Semiconductor or chip stocks fell sharply last Thursday, with Broadcom and Micron Technology being the most heavily sold amid growing investor concerns that this sector may have risen too rapidly.
Broadcom, a designer and manufacturer of AI chips for major technology industry clients, dropped by as much as 12% after announcing earnings on Wednesday that fell short of analyst expectations.
Meanwhile, Micron Technology, one of the world's largest memory chip producers, declined by over 7%, while ARM Holdings, owner of chip architecture technology widely used in smartphones and electronic devices, fell 4%.
According to CNBC, John Vinh, an analyst at Keybanc Capital Markets, said the sell-off in Broadcom and other chip stocks is understandable because these shares had previously surged strongly on AI-related enthusiasm.

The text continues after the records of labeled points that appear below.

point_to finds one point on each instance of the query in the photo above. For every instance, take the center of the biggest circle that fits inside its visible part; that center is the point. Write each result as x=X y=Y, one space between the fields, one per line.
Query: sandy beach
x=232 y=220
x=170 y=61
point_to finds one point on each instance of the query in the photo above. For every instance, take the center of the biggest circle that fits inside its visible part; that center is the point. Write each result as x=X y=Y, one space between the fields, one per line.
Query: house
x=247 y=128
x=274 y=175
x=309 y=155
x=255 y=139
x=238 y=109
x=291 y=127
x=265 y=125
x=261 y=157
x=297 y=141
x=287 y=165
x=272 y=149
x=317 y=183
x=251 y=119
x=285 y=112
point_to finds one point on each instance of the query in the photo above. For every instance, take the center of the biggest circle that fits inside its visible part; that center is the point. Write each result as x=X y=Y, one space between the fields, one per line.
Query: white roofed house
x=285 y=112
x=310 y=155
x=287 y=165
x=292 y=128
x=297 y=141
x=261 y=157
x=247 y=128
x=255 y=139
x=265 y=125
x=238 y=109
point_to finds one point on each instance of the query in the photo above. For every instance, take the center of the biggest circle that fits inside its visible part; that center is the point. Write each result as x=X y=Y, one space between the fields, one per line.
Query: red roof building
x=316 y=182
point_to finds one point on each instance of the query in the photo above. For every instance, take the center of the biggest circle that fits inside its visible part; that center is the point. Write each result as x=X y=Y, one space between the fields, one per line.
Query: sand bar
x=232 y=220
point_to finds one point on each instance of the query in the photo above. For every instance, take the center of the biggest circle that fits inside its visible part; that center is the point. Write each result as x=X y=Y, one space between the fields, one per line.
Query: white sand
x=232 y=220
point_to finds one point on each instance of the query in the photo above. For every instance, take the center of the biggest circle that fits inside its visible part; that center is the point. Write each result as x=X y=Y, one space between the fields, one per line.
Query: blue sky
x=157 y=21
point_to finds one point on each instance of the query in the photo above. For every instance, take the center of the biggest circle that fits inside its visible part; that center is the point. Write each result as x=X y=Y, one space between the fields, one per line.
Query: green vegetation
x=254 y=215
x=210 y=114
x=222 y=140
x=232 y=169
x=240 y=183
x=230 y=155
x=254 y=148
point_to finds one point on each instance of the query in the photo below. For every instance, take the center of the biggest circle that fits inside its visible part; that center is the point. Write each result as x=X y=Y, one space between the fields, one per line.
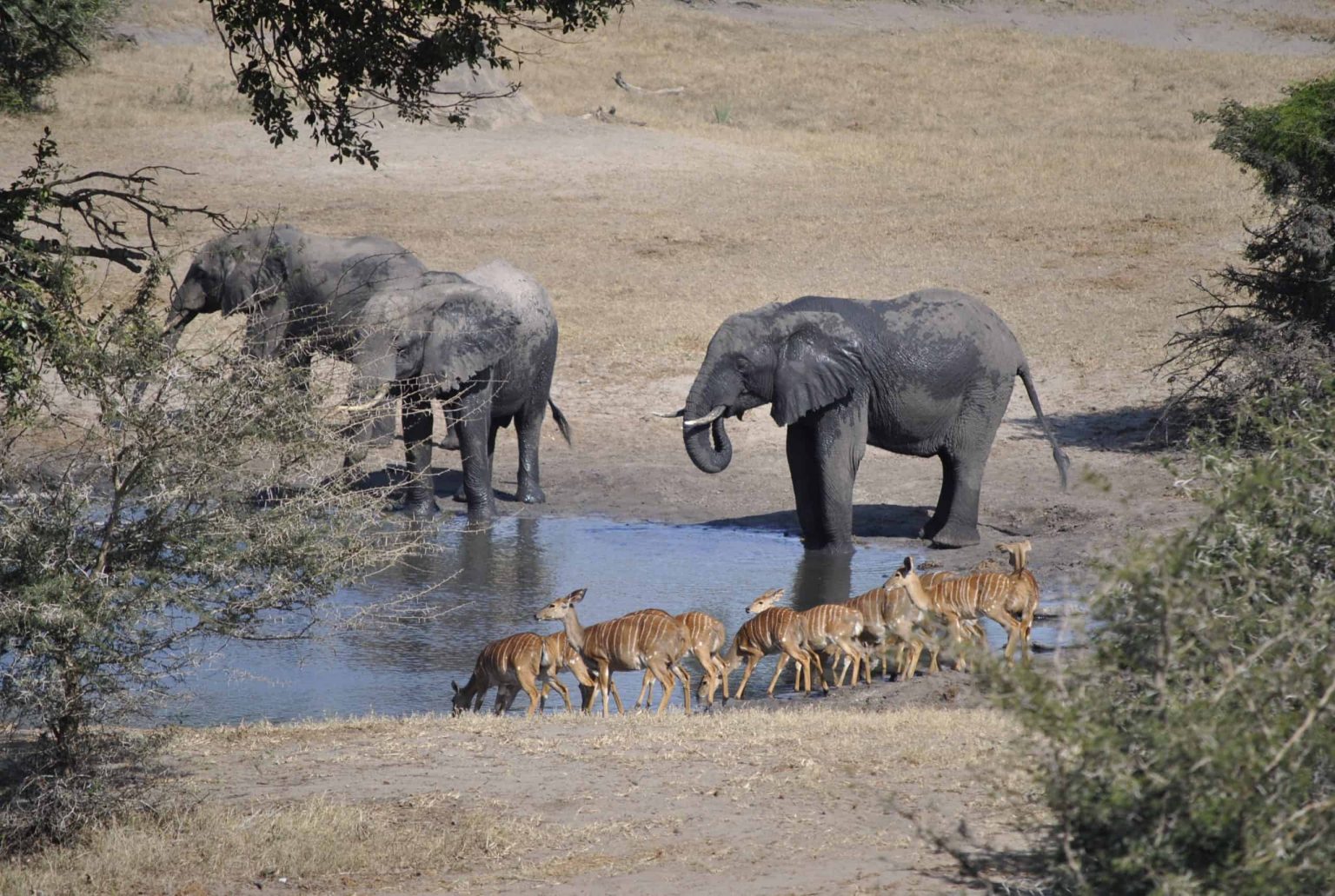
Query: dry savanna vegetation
x=1061 y=178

“These stocks have risen very sharply recently,” Vinh said, explaining that analysts and investors have been continuously raising earnings forecasts for chip companies, particularly those involved with AI.
He believes Broadcom's decline reflects that market expectations for chip businesses had become so high that the stock price had already priced in most good news, so when earnings results were less impressive than hoped, investors chose to take profits.
Besides Broadcom, other chip stocks also fell: Qualcomm dropped 2%, Intel fell nearly 1%, and AMD declined 3%. Marvell Technology, although opening lower, managed to recover and closed up nearly 5%.
On another note, HSBC analysts led by Max Kettner, Head of Multi-Asset Investment Strategy, stated one of their biggest concerns is the softening chip prices, signs that AI investments may be slowing, and that AI adoption might not be as rapid as the market had anticipated.
Vinh also pointed out that Broadcom is facing additional pressure from Google, a major customer, which has begun diversifying its chip orders among other manufacturers instead of relying solely on Broadcom as before.
Nevertheless, he remains optimistic about Broadcom's future and believes this recent pullback is merely a short-term consolidation.
Keith Lerner, Chief Investment Officer and Chief Market Strategist at Truist Wealth, said it is normal for markets or certain stock groups to pull back after a strong rally.
Lerner explained that the bull market is not over and there are still reasons to be confident, but naturally, markets do not rise continuously; they often have periodic pauses or corrections.
“Typically, markets move forward two steps then back one, but recently it felt like three steps forward in a row. Therefore, a small pullback or sideways movement to consolidate is not surprising,” he said.
Overall, the situation reflects that while AI businesses and the chip industry have long-term growth potential, in the short term, investors are questioning whether stock prices have risen too quickly, leading to profit-taking and pressure on many chip stocks.